= Tailzie =

Concept in Scots law

In Scots law, tailzie (/ˈteɪli/) is a feudal concept of the inheritance of immovable property according to an arbitrary course that has been laid out, such as in a document known as a "deed of tailzie". It was codified by the Entail Act 1685.

Tailzie is similar to the common law concept of fee tail, as the "heir in tailzie" is entailed to the property. An "heir in tailzie" could not sell the property so inherited, except to the feu superior (that is, to the holder of the dominum directum of the feu).

Other spellings of the word are tailie, taillie, tailze, tailyie, tailye, taylzie, teally, teilzie, telyie, teylyie tyle, talyee. It is derived from the Old French tailler 'to cut' and taille 'cutting'. The 'z' was, until the simplification of printing to 26 characters, a yogh (tailȝie) and so is not sounded.

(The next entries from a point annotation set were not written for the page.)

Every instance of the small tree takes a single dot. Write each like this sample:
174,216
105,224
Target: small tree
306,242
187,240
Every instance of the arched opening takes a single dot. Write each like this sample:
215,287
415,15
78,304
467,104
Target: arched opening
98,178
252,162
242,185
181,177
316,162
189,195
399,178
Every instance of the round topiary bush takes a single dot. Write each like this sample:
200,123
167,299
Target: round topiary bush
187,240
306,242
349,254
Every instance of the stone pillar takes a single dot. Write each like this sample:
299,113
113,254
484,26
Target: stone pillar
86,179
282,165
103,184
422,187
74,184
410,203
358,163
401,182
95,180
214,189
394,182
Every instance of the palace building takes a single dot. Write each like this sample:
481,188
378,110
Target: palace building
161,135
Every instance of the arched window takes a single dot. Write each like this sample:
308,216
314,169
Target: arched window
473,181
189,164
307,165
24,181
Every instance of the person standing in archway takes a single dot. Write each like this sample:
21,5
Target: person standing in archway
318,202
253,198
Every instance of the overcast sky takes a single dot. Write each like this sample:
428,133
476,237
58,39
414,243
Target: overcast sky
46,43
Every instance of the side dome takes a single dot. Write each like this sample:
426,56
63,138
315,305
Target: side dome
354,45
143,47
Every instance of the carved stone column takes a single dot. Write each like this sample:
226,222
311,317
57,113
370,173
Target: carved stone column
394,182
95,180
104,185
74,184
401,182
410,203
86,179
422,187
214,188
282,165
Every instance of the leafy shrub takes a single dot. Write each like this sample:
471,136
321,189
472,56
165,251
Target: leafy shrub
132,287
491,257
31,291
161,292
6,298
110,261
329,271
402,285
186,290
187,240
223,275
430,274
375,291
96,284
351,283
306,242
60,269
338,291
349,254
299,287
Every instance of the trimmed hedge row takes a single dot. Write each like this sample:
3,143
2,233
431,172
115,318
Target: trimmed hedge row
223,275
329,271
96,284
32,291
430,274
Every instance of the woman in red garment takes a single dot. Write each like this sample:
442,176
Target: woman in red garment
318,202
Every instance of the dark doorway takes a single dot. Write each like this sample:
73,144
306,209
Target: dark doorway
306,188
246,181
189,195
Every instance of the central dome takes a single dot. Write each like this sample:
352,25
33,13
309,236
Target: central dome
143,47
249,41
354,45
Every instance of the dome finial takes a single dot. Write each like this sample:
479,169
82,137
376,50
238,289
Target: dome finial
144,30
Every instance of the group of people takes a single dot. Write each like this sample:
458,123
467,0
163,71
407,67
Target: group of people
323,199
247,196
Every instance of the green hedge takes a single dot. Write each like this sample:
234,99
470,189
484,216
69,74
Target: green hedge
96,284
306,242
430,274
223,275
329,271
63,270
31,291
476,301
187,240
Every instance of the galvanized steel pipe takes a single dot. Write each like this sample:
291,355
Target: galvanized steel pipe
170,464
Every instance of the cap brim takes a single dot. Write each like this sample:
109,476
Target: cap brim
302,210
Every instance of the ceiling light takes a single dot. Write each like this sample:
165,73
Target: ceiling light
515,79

==Additional explanations==
The Entail Amendment Act 1848 gave all heirs in tailzie power to apply to the Court of Session to cease the deed of tailzie, compensate respective claims, thus take estate possession in fee simple. Part 5 of the Abolition of Feudal Tenure etc. (Scotland) Act 2000 disentailed all entailed land in Scotland and required the Keeper of the Registers of Scotland to close the Register of Entails.